根強くつづいている、物価高騰の波。現役世代の中には、漠然と「老後生活が不安」という考えをお持ちの方もいるのではないでしょうか。
年金制度が破綻するリスクは限りなくゼロに近いとはいえ、少子高齢化に伴って年金給付額が先細る可能性が十分に考えられます。
60歳代・70歳代の方の平均貯蓄額や中央値を知ると、老後生活のイメージが持てるかもしれません。
今回は、60歳代・70歳代の貯蓄状況や就業状況などを解説します。
1. 貯蓄額の平均値と中央値には大きな差がある
金融広報中央委員会の「家計の金融行動に関する世論調査」によると、60歳代・70歳代の貯蓄の平均値と中央値は以下のとおりです。

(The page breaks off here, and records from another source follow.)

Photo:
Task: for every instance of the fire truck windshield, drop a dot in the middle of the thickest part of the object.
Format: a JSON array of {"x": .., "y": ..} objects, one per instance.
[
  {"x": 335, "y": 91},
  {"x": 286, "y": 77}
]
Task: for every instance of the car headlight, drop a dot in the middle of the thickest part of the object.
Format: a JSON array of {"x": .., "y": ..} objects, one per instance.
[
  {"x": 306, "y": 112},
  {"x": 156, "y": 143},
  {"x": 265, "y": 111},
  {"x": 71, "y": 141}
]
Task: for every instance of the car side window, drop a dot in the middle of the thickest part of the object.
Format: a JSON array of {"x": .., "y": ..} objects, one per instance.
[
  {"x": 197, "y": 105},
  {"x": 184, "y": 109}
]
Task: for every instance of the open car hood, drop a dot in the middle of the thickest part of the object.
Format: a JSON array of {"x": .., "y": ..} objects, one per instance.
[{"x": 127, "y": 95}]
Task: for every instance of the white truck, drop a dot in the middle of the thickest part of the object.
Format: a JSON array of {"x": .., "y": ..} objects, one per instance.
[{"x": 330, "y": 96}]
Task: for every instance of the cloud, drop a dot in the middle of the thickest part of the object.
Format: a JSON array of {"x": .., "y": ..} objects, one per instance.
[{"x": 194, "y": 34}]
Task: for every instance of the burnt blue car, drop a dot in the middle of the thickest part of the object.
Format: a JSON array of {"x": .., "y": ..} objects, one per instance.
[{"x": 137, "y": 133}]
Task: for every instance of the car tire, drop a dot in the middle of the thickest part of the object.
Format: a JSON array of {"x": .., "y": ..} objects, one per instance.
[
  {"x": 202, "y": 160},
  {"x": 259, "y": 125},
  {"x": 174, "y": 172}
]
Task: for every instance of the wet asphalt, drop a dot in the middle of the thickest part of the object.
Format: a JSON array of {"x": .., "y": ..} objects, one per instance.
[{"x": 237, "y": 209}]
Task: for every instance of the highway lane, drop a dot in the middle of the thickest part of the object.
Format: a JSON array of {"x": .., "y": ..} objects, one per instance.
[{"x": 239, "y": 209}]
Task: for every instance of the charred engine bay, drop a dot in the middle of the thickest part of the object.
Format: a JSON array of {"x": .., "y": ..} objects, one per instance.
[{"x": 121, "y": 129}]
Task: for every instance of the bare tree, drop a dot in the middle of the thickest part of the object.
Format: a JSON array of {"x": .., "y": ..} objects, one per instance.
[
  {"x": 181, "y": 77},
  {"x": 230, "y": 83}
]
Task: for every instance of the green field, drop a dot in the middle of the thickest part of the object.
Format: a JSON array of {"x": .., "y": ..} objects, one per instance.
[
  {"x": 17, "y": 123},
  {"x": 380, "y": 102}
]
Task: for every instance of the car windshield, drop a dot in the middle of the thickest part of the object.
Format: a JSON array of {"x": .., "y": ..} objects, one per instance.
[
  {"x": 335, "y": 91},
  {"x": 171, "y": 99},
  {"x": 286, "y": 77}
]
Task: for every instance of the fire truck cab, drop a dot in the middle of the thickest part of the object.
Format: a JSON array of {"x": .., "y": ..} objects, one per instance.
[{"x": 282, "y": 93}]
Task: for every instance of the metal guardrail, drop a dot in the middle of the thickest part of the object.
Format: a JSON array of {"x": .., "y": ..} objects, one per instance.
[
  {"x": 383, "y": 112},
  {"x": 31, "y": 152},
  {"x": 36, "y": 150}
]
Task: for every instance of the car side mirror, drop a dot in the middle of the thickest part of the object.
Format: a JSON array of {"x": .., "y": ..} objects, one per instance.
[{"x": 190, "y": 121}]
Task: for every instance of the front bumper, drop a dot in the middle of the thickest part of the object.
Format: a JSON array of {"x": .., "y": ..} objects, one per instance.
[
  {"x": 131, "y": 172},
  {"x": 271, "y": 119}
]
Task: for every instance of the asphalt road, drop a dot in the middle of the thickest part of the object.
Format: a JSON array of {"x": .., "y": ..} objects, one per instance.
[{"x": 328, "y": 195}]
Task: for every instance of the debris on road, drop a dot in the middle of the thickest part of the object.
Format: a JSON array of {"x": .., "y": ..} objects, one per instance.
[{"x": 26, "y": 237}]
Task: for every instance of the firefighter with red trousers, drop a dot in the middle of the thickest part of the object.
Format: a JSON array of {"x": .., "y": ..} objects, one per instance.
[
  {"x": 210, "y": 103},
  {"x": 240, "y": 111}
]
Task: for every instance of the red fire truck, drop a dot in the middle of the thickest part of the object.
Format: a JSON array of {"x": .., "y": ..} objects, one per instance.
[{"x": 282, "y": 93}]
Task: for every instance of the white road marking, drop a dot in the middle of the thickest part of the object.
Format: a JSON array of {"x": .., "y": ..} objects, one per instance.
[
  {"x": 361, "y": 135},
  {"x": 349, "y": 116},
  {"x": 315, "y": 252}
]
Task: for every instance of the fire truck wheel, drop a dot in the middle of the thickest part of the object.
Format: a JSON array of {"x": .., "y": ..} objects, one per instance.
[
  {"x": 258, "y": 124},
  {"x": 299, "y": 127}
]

【写真全3枚中1枚目】60歳代・70歳代の平均貯蓄額と中央値(単身・夫婦)。2枚目以降では、高齢者世帯1世帯あたり「平均所得金額」年次推移などを掲載。1/3
出所:金融広報中央委員会「家計の金融行動に関する世論調査」を参考に筆者作成
1.1 60歳代(単身世帯)貯蓄額
- 平均:1468万円
- 中央値:210万円
1.2 60歳代(二人以上世帯)貯蓄額
- 平均:2026万円
- 中央値:700万円
1.3 70歳代(単身世帯)貯蓄額
- 平均:1529万円
- 中央値:500万円
1.4 70歳代(二人以上世帯)貯蓄額
- 平均:1757万円
- 中央値:700万円
平均値は極端な数字の影響を受けやすい特性上、中央値のほうが実態に近いとされます。
60歳代・70歳代の方は、200万円~700万円程度の貯蓄を有しているのが一般的な水準といえるでしょう。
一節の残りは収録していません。